Oregon Health and Science University

Portland, OR

This project adds to non-invasive BCIs for communication for adults with severe speech and physical impairments due to neurodegenerative diseases. Researchers will optimize & adapt BCI signal acquisition, signal processing, natural language processing, & clinical implementation. BCI-FIT relies on active inference and transfer learning to customize a completely adaptive intent estimation classifier to each user’s multi-modality signals simultaneously. 3 specific aims are: 1. develop & evaluate methods for online & robust adaptation of multi-modal signal models to infer user intent; 2. develop & evaluate methods for efficient user intent inference through active querying; and 3. integrate partner & environment-supported language interaction & letter/word supplementation as input modality. The same 4 dependent variables are measured in each SA: typing speed, typing accuracy, information transfer rate (ITR), & user experience (UX) feedback. Four alternating-treatments single case experimental research designs will test hypotheses about optimizing user performance and technology performance for each aim. Tasks include copy-spelling with BCI-FIT to explore the effects of multi-modal access method configurations (SA1.3a), adaptive signal modeling (SA1.3b), & active querying (SA2.2), and story retelling to examine the effects of language model enhancements. Five people with SSPI will be recruited for each study.
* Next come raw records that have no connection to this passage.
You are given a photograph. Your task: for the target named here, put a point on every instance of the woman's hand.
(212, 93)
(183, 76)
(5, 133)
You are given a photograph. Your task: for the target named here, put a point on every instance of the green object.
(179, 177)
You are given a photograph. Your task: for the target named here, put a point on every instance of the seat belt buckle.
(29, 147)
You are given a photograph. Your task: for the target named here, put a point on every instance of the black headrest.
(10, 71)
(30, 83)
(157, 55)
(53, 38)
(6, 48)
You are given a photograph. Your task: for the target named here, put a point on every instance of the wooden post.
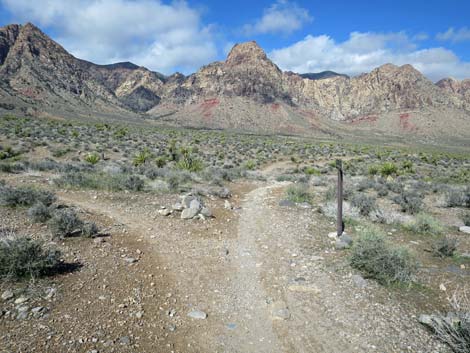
(339, 193)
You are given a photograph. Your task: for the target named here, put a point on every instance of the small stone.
(21, 300)
(465, 229)
(196, 204)
(125, 340)
(286, 203)
(206, 212)
(280, 311)
(165, 212)
(189, 213)
(8, 294)
(197, 314)
(359, 281)
(177, 207)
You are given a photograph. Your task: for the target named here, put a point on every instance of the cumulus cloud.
(281, 17)
(362, 52)
(453, 35)
(148, 32)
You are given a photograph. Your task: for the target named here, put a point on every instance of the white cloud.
(452, 35)
(148, 32)
(281, 17)
(363, 52)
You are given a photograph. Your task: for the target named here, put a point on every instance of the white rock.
(197, 314)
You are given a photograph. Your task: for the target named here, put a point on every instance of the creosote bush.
(425, 224)
(298, 193)
(365, 204)
(65, 222)
(454, 328)
(444, 247)
(377, 258)
(39, 213)
(22, 256)
(24, 196)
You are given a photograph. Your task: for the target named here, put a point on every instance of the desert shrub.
(395, 187)
(388, 168)
(24, 257)
(409, 201)
(454, 328)
(24, 196)
(298, 193)
(466, 218)
(365, 204)
(373, 170)
(376, 258)
(142, 157)
(90, 229)
(65, 222)
(134, 183)
(425, 224)
(457, 198)
(92, 158)
(187, 161)
(444, 247)
(250, 165)
(311, 171)
(39, 213)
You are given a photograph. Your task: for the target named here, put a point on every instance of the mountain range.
(245, 92)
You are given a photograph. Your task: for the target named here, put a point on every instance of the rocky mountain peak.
(246, 52)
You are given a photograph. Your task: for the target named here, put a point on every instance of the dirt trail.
(260, 274)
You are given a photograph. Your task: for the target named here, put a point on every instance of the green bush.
(24, 257)
(142, 157)
(39, 213)
(425, 224)
(388, 168)
(187, 161)
(24, 196)
(375, 257)
(92, 158)
(444, 247)
(298, 193)
(365, 204)
(65, 223)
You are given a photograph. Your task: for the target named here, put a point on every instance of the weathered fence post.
(339, 193)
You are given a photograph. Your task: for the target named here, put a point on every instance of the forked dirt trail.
(265, 275)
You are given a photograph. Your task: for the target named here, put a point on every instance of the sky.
(349, 37)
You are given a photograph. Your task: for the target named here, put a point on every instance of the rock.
(50, 293)
(343, 242)
(8, 294)
(303, 288)
(177, 207)
(280, 311)
(21, 300)
(189, 213)
(195, 204)
(125, 340)
(186, 200)
(98, 240)
(286, 203)
(165, 212)
(359, 281)
(206, 212)
(197, 314)
(465, 229)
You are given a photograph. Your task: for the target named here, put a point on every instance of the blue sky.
(303, 36)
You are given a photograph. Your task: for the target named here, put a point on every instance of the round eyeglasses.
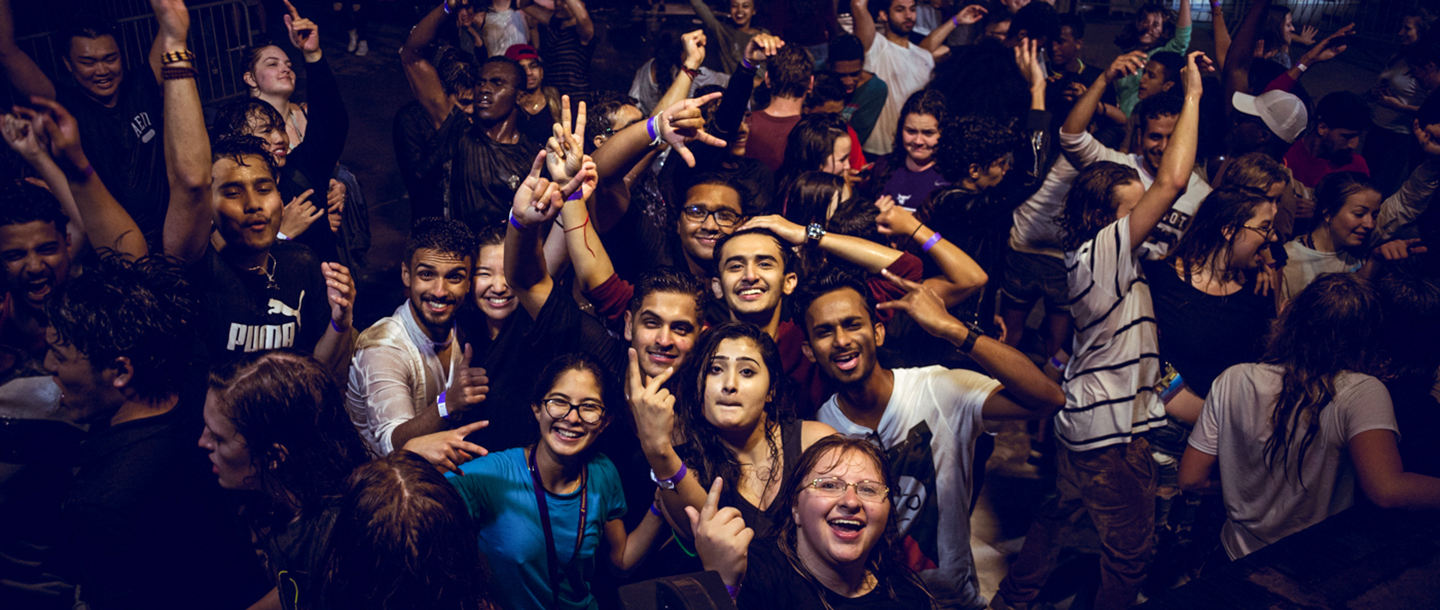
(835, 486)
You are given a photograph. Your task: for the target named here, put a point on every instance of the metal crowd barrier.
(219, 35)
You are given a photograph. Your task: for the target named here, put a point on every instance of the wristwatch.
(674, 479)
(975, 333)
(814, 232)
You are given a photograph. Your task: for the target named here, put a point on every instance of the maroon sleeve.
(882, 289)
(611, 298)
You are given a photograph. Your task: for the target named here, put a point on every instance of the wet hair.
(1329, 327)
(1334, 189)
(1206, 242)
(235, 118)
(601, 117)
(514, 69)
(1076, 23)
(1410, 297)
(831, 279)
(811, 143)
(1090, 203)
(403, 540)
(846, 48)
(241, 147)
(26, 203)
(807, 197)
(710, 456)
(84, 25)
(1129, 36)
(448, 236)
(972, 141)
(786, 255)
(1038, 20)
(671, 281)
(141, 310)
(789, 72)
(827, 89)
(1174, 64)
(1252, 170)
(884, 558)
(457, 71)
(295, 426)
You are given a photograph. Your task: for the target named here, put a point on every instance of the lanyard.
(549, 535)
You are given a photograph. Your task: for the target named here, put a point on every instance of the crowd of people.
(759, 315)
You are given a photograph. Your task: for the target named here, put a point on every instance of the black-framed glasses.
(700, 213)
(834, 486)
(1265, 233)
(560, 409)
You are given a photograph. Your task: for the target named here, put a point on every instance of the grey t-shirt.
(1265, 504)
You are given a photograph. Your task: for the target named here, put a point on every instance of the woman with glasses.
(1208, 317)
(837, 548)
(543, 510)
(733, 412)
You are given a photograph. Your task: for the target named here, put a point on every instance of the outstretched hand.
(722, 538)
(303, 33)
(537, 200)
(448, 449)
(683, 123)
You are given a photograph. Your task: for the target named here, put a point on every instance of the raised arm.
(864, 23)
(861, 252)
(23, 137)
(108, 225)
(18, 66)
(966, 16)
(1083, 111)
(425, 81)
(961, 274)
(1243, 52)
(1177, 164)
(1026, 392)
(187, 146)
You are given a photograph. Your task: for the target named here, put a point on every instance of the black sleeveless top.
(756, 518)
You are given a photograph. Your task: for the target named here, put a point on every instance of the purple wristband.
(929, 243)
(516, 223)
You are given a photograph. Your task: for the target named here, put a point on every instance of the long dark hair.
(712, 456)
(884, 557)
(1206, 245)
(295, 428)
(403, 540)
(1329, 327)
(1090, 203)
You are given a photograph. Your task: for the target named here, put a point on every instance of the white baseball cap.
(1282, 112)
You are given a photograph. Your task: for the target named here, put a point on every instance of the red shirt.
(1309, 169)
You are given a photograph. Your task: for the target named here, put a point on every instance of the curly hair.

Control participants will be recruited for experiments in SA2.2 and SA3.4. Study hypotheses are: (SA1.3a) A customized BCI-FIT configuration based on multi-modal input will improve typing accuracy on a copy-spelling task compared to the standard P300 matrix speller. (SA1.3b) Adaptive signal modeling will allow people with SSPI to type accurately during a copy-spelling task with BCI-FIT without training a new model before each use. (SA2.2) Either of the two methods of adaptive querying will improve BCI-FIT typing accuracy for users with mediocre AUC scores. (SA3.4) Language model enhancements, including a combination of partner and environmental input and word completion during typing, will improve typing performance with BCI-FIT, as measured by ITR during a story-retell task. Optimized recommendations for a multi-modal BCI for each end user will be established, based on an innovative combination of clinical expertise, user feedback, customized multi-modal sensor fusion, and reinforcement learning.